The boards are essentially "serial to parallel converters," but
probably not of any type anybody here is familiar with. A
manual has been found that describes two devices, the MSD-1
Multiple Status Display and the MDC-2 Multiple Direct Command Option,
used with the Moseley Associates Inc. MRC-2 system, a
microprocessor-based system for monitoring and control of equipment
such as radio and TV transmitters.
The board is a fairly basic SBC, with a 6809 CPU, 2 KB ROM, 2 KB RAM,
a 6850 ACIA for serial input and some parallel I/O.
On one of the DB-25 connectors the the system receives RS-232 serial
input at 300 or 1200 bps (based on the switch setting). I am guessing
that this serial signalling is passed through (via hardware, not an
ACIA) to the other DB-25 connector for connection to further similar
boards so that they can see the same data stream. The firmware itself
never generates any serial output.
The board's output is 32 digital signals on the DB-37 connector.
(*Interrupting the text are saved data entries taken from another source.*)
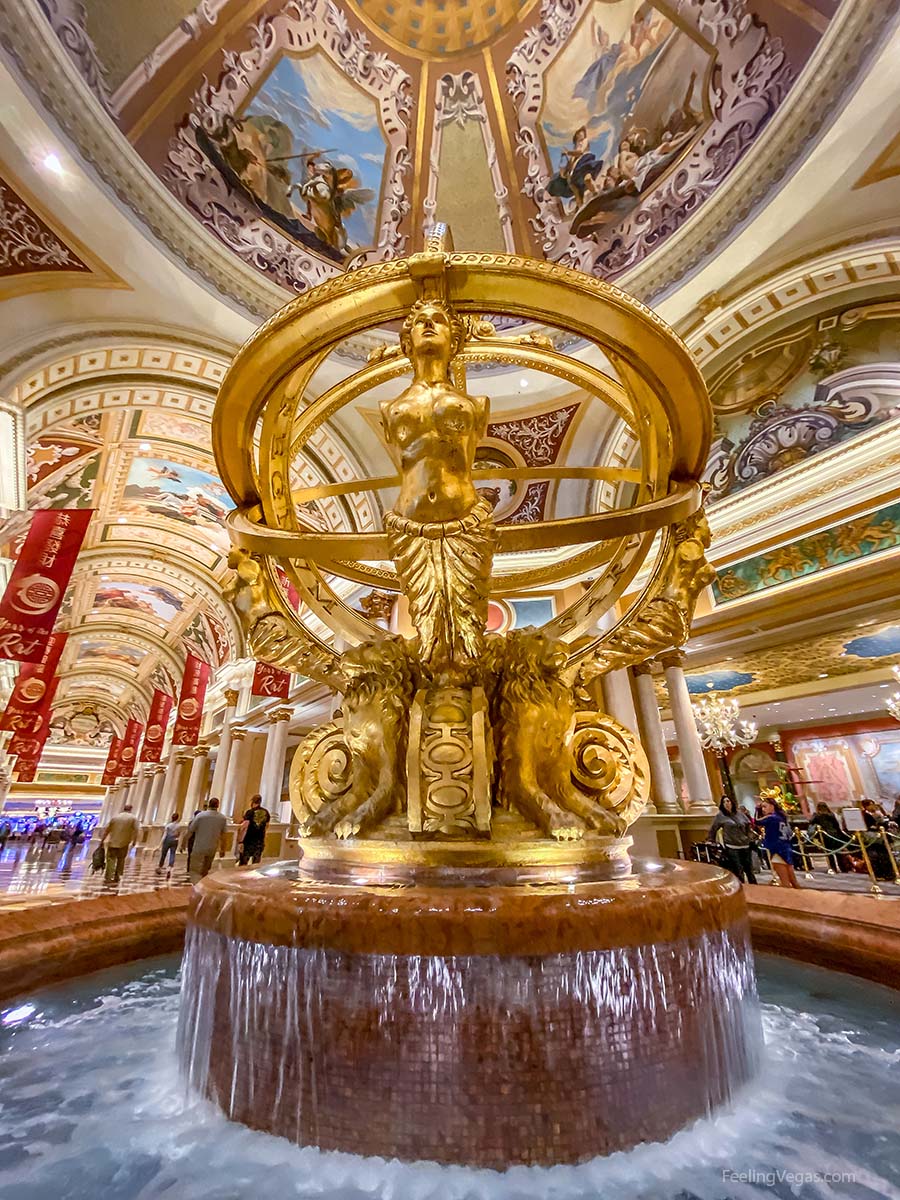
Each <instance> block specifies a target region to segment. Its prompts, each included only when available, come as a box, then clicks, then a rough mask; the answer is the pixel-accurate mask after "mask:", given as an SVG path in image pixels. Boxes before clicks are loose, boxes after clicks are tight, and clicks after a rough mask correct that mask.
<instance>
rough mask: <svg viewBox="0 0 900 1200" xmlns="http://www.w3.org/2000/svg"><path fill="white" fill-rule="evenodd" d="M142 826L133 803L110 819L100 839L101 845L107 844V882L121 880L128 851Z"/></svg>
mask: <svg viewBox="0 0 900 1200" xmlns="http://www.w3.org/2000/svg"><path fill="white" fill-rule="evenodd" d="M139 833H140V826H139V824H138V818H137V817H136V816H134V814H133V812H132V810H131V804H126V805H125V808H124V809H122V811H121V812H119V814H118V815H116V816H114V817H113V818H112V820H110V821H109V824H108V826H107V827H106V829H104V830H103V835H102V836H101V839H100V845H101V846H103V845H104V844H106V852H107V872H106V882H107V883H109V884H116V883H118V882H119V880H121V877H122V871H124V870H125V860H126V858H127V857H128V851H130V850H131V847H132V845H133V844H134V842H136V841H137V840H138V834H139Z"/></svg>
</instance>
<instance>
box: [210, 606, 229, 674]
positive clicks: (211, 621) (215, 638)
mask: <svg viewBox="0 0 900 1200" xmlns="http://www.w3.org/2000/svg"><path fill="white" fill-rule="evenodd" d="M205 617H206V623H208V624H209V629H210V634H211V635H212V642H214V644H215V647H216V658H215V661H217V662H218V665H220V666H221V665H222V664H223V662H227V661H228V659H229V656H230V647H229V642H228V634H227V631H226V628H224V625H223V624H222V622H221V620H220V619H218V617H214V616H212V613H211V612H208V613H205Z"/></svg>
Presumably these signals were used to control something, but there's
no indication of what. The output is handled by a pair of 6821 PIAs,
U25 and U26, together referred to as "P32" in the disassembly.
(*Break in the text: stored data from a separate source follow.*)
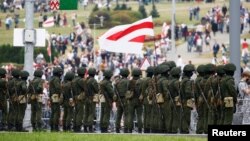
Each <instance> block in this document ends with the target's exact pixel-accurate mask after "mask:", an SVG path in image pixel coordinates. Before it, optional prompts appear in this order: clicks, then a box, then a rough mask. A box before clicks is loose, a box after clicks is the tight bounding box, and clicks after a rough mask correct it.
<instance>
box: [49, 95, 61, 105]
mask: <svg viewBox="0 0 250 141" xmlns="http://www.w3.org/2000/svg"><path fill="white" fill-rule="evenodd" d="M51 100H52V103H59V102H60V98H59V94H52V97H51Z"/></svg>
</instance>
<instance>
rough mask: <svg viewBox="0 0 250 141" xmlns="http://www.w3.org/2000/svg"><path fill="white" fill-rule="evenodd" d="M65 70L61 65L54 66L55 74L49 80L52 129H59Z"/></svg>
mask: <svg viewBox="0 0 250 141" xmlns="http://www.w3.org/2000/svg"><path fill="white" fill-rule="evenodd" d="M62 74H63V70H62V69H61V68H59V67H57V68H54V70H53V76H52V78H51V80H50V82H49V94H50V99H51V117H50V128H51V131H59V118H60V111H61V110H60V103H61V102H62V101H61V99H62V94H61V92H62V88H61V80H60V77H61V76H62Z"/></svg>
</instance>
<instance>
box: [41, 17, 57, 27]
mask: <svg viewBox="0 0 250 141" xmlns="http://www.w3.org/2000/svg"><path fill="white" fill-rule="evenodd" d="M54 21H55V20H54V17H49V18H48V19H47V20H46V21H44V22H43V27H53V26H54V25H55V23H54Z"/></svg>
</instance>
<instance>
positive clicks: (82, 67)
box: [77, 67, 86, 75]
mask: <svg viewBox="0 0 250 141" xmlns="http://www.w3.org/2000/svg"><path fill="white" fill-rule="evenodd" d="M85 72H86V68H84V67H80V68H78V69H77V74H78V75H84V74H85Z"/></svg>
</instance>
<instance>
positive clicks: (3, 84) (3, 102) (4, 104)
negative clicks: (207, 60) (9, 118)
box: [0, 68, 8, 131]
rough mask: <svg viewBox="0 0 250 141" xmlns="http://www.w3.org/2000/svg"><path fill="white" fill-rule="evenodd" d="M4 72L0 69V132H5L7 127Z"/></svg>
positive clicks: (6, 85) (4, 73)
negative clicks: (0, 119) (0, 111)
mask: <svg viewBox="0 0 250 141" xmlns="http://www.w3.org/2000/svg"><path fill="white" fill-rule="evenodd" d="M6 73H7V72H6V70H5V69H3V68H0V110H1V111H2V117H1V125H0V131H1V130H6V126H7V116H8V109H7V81H6V80H5V77H6V76H5V75H6Z"/></svg>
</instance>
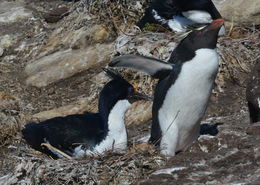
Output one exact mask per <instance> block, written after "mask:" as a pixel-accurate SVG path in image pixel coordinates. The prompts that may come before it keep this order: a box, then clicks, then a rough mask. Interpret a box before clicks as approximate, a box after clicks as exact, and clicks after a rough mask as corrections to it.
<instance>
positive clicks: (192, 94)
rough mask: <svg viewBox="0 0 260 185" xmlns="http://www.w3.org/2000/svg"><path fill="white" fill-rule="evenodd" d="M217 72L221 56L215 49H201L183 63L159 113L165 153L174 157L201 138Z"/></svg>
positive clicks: (162, 149) (160, 126)
mask: <svg viewBox="0 0 260 185" xmlns="http://www.w3.org/2000/svg"><path fill="white" fill-rule="evenodd" d="M217 71H218V55H217V52H216V50H214V49H199V50H197V51H196V56H195V57H194V58H193V59H192V60H191V61H187V62H185V63H184V64H183V66H182V69H181V72H180V74H179V76H178V78H177V80H176V81H175V83H174V84H173V85H172V86H171V87H170V88H169V90H168V92H167V93H166V96H165V99H164V102H163V104H162V107H161V109H160V110H159V114H158V118H159V123H160V127H161V130H162V140H161V146H160V147H161V152H162V153H163V154H165V155H169V156H173V155H175V152H177V151H180V150H185V149H186V148H187V147H188V146H190V145H191V143H192V142H193V141H194V140H195V139H196V138H197V137H198V135H199V127H200V124H199V122H200V120H201V118H202V117H203V115H204V113H205V110H206V107H207V104H208V100H209V97H210V94H211V90H212V86H213V82H214V79H215V76H216V74H217Z"/></svg>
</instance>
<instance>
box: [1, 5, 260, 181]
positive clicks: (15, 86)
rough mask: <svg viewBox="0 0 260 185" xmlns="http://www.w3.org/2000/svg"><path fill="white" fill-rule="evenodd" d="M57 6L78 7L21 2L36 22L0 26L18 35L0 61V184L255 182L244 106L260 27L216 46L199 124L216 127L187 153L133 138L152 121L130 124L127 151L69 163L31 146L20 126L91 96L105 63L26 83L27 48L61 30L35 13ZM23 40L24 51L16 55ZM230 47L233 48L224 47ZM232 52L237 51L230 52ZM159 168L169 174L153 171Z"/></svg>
mask: <svg viewBox="0 0 260 185" xmlns="http://www.w3.org/2000/svg"><path fill="white" fill-rule="evenodd" d="M58 6H64V7H67V8H68V9H69V8H71V7H73V6H75V4H73V3H71V2H64V1H60V0H45V1H38V0H33V1H26V8H28V9H30V10H32V11H33V14H34V16H35V17H37V21H33V20H29V21H27V22H26V24H24V23H23V22H17V23H15V24H7V25H4V26H0V35H6V34H10V33H17V32H18V39H17V42H16V44H14V45H12V46H10V47H8V48H7V49H5V52H4V54H3V56H0V60H1V61H0V84H1V86H0V100H1V101H2V102H1V106H0V111H1V115H0V116H1V117H0V118H2V120H0V129H1V131H0V134H1V139H0V184H1V182H2V183H3V184H161V185H162V184H260V169H259V163H260V161H259V160H260V157H259V156H260V154H259V152H260V134H257V133H256V134H255V133H254V132H251V131H250V129H249V128H250V124H249V118H248V109H247V103H246V101H245V88H246V82H247V79H248V77H249V72H250V69H251V68H252V66H253V63H254V61H255V60H254V59H256V58H257V57H256V55H258V57H259V55H260V53H259V48H260V42H259V38H260V30H259V29H258V28H254V30H253V29H252V28H247V27H235V28H233V30H232V31H231V32H230V35H229V36H225V37H223V38H221V39H220V41H219V45H220V46H221V47H219V50H220V52H221V57H222V60H223V61H224V62H223V61H222V64H221V65H222V66H221V69H220V72H219V76H220V77H218V80H217V81H216V84H215V88H214V91H213V95H212V97H211V100H210V104H209V107H208V109H207V113H206V115H205V117H204V119H203V121H202V124H205V123H207V124H220V125H219V126H218V131H219V133H218V134H217V136H207V135H206V136H201V137H200V138H199V140H198V141H197V142H195V143H194V144H193V145H192V147H191V148H190V149H189V150H188V151H185V152H182V153H180V154H178V155H177V156H175V157H173V158H171V159H166V158H164V157H163V156H161V155H160V154H159V153H158V151H157V149H156V148H154V147H152V146H149V145H144V144H140V142H139V141H138V139H140V138H142V137H143V136H146V135H148V134H149V130H150V123H151V120H150V121H148V122H144V123H142V124H140V125H138V126H136V125H130V126H129V127H128V133H129V143H130V144H129V145H130V146H129V151H123V152H122V151H121V152H116V153H108V154H107V155H104V156H99V157H93V158H86V159H79V160H78V159H77V160H76V159H75V160H72V161H71V160H67V159H59V160H52V159H50V158H49V157H47V156H45V155H43V154H40V153H38V152H36V151H34V150H32V149H30V148H29V146H28V145H27V144H26V143H25V142H24V141H23V140H22V138H21V133H20V129H21V128H22V126H23V125H24V124H25V123H27V122H29V121H31V116H32V115H33V114H35V113H38V112H42V111H45V110H51V109H54V108H57V107H61V106H64V105H68V104H70V103H73V102H74V101H76V100H77V99H78V98H79V97H88V96H90V95H91V93H92V91H90V89H91V84H92V81H91V79H92V77H94V76H95V75H97V74H99V73H100V72H101V71H102V69H101V67H104V66H105V65H103V66H97V67H93V68H91V69H88V70H87V71H83V72H80V73H78V74H76V75H74V76H72V77H70V78H67V79H64V80H62V81H59V82H57V83H53V84H50V85H48V86H46V87H43V88H36V87H31V86H27V85H26V83H25V81H26V78H27V76H26V74H25V72H24V67H25V66H26V65H27V64H28V63H30V62H32V60H33V59H36V58H37V57H36V56H37V53H39V51H40V49H39V50H36V51H35V52H31V50H32V49H33V48H35V47H36V46H39V48H40V47H41V46H43V45H44V44H45V43H46V42H47V40H48V37H49V36H50V34H51V33H52V31H53V30H55V29H56V28H57V27H58V26H60V25H61V23H60V22H57V23H45V22H44V23H42V21H44V18H43V17H42V14H41V13H40V12H41V11H48V10H50V9H51V8H53V7H58ZM37 24H39V25H38V27H39V28H37V29H42V30H43V32H42V34H41V35H37V34H35V33H36V31H35V29H36V25H37ZM256 39H258V40H256ZM24 41H26V43H27V46H28V47H27V48H26V49H25V50H22V51H19V50H16V48H17V47H19V46H20V45H21V44H22V42H24ZM229 42H232V43H231V44H229V45H228V44H227V43H229ZM241 48H242V49H241ZM240 49H241V50H240ZM233 51H236V53H229V52H233ZM243 52H248V53H246V54H245V53H243ZM245 55H246V56H245ZM234 58H235V59H239V60H234ZM237 61H240V62H241V63H237ZM7 125H8V126H7ZM248 129H249V131H248ZM256 129H259V127H257V128H256ZM180 167H182V168H180ZM173 168H175V169H173ZM177 168H179V169H177ZM162 169H172V170H170V172H169V171H168V172H165V171H164V172H158V170H162Z"/></svg>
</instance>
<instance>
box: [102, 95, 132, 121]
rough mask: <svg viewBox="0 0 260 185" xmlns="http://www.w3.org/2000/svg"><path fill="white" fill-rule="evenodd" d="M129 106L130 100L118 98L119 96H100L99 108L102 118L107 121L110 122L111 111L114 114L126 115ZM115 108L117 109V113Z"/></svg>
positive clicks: (102, 119)
mask: <svg viewBox="0 0 260 185" xmlns="http://www.w3.org/2000/svg"><path fill="white" fill-rule="evenodd" d="M128 104H129V105H128ZM129 106H130V103H129V102H128V100H118V99H117V98H113V97H106V96H105V95H101V96H100V98H99V105H98V108H99V114H100V116H101V118H102V120H103V121H104V122H105V123H108V120H109V116H111V113H112V115H113V114H118V116H121V115H123V116H124V113H125V111H126V110H127V109H128V108H129ZM115 109H117V112H116V113H115ZM113 117H115V116H113Z"/></svg>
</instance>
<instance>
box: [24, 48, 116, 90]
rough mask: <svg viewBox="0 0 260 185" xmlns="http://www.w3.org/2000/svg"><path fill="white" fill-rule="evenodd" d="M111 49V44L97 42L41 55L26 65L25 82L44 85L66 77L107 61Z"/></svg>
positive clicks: (111, 52)
mask: <svg viewBox="0 0 260 185" xmlns="http://www.w3.org/2000/svg"><path fill="white" fill-rule="evenodd" d="M112 50H113V46H112V44H103V45H99V44H97V45H95V46H92V47H89V48H87V49H86V50H72V49H68V50H65V51H58V52H56V53H53V54H51V55H48V56H45V57H42V58H40V59H38V60H36V61H35V62H33V63H31V64H29V65H27V66H26V68H25V72H26V74H27V75H28V78H27V80H26V84H27V85H31V86H35V87H44V86H47V85H49V84H51V83H54V82H57V81H59V80H62V79H66V78H68V77H71V76H72V75H74V74H77V73H79V72H81V71H84V70H87V69H89V68H90V67H92V66H95V65H100V64H102V63H103V62H107V61H108V60H109V59H110V56H111V54H112Z"/></svg>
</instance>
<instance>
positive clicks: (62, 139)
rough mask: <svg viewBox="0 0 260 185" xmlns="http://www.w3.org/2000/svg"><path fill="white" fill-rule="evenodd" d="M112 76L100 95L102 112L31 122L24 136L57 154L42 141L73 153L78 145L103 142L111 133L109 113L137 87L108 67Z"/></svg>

There is a third PIA, U27 ("P16" in the disassembly) that is used for
things like reading the switches and signalling that the system is
alive and/or restarting.
The board receives a stream of characters on the serial port and,
based on what it receives, sets bits on the 32-bit digital output.
This appears to be designed so that one stream of serial data can be
passed to multiple boards; each one has an address from 0-15 (probably
set by the rotary switch) that determines which characters it will
take as commands to change its digital output and which it will
The protocol is not like anything I've seen before and is probably
proprietary. It's not a simple case of specific characters toggling
specific bits on the digital output (e.g., "set bit 5"), but instead
there's some sort of obscure processing determining how the outputs
Without knowing the purpose of the board the protocol itself doesn't
seem terribly interesting, but you can read through the state machine
code that processes the input and updates the output if you want to
start to dig into the details.
As Ross Ridge mentions in the comments on the question, yes, this
board is a bit overkill on the hardware side. The hardware couldn't
reasonably be as simple as just an ACIA and 74xx logic, given that it
needs to interpret (and, for the switch unit, generate) a standard
serial protocol used by various other devices, but certainly cheaper
CPU, RAM and PIA options could have been used.
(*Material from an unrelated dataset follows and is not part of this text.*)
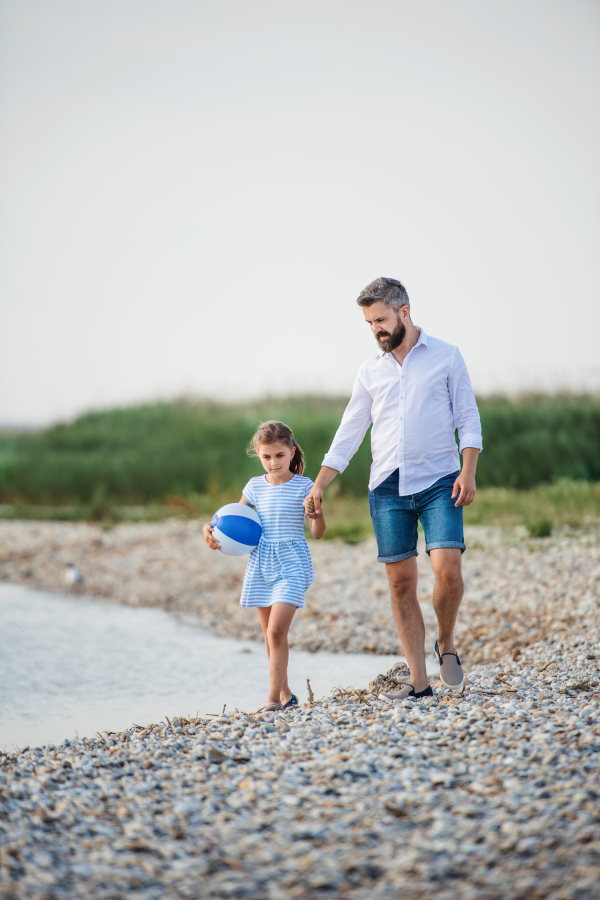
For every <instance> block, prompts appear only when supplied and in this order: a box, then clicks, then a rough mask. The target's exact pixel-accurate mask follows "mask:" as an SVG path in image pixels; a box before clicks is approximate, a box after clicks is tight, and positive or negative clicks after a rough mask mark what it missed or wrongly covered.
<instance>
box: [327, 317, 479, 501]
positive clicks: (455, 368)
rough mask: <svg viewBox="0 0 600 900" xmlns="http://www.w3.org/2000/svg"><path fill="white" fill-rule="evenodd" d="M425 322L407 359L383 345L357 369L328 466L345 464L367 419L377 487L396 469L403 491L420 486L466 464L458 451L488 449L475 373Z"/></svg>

From the filename of the catalogue below, the system was designed no
later than 1981. I probably would have suggested a 6508
microprocessor, which included 256 bytes of RAM (plenty for this
application) and an 8-bit PIA. Five bits of the PIA would be used for
input from the switches and the other three for shift registers
(74LS595 or similar) for the data outputs and switch inputs. Using
pricing from an advert in the February 1981 issue of BYTE
Magazine, this would have replaced the $38 6809 with
an MPU possibly even cheaper than the $12 6502 and completely dropped
three 6821 PIAs at $6.50 each, for something like a $50 saving on the
That said, I suspect that these boards were used in other (possibly
more sophisticated) designs as well, and the code is clearly re-using
parts of a standard framework for more sophisticated systems. (See how
the interrupt-handling code works, for example.) So it's probably not
unreasonable to re-use existing, tested resources even at the cost of
a more expensive BOM.
The MRC-1 Catalogue gives an overview of the full system in
which the accessories containing these boards were used. MRC 2
Microprocessor Remote Control System, Volume One is the
manual for that system, and MRC 2 Microprocessor Remote Control
Options, Volume Two is the manual for the products that used
these boards. You can see a picture of an installation including the
MRC 2 and these two options (at the lower right) at Alice@97.3
The rcse-mystery-board repository on GitLab contains
high-resolution photos of the board, a dump of the ROMs (two, since
they were somewhat different between the two examples of this board) a
disassembler and framework to run it, and an info file for the
disassember that produces a very heavily commented, but not entirely
complete, disassembly of one ROM. (There's also a bit of
disassembly of the other ROM, particularly the common parts.)
The README gives details of what's there and how to use the tools, and
if you walk foward through the commit history from the start you'll
see how I built the tools and did the disassembly, step by step. (The
commit messages generally contain detailed commentary on this.)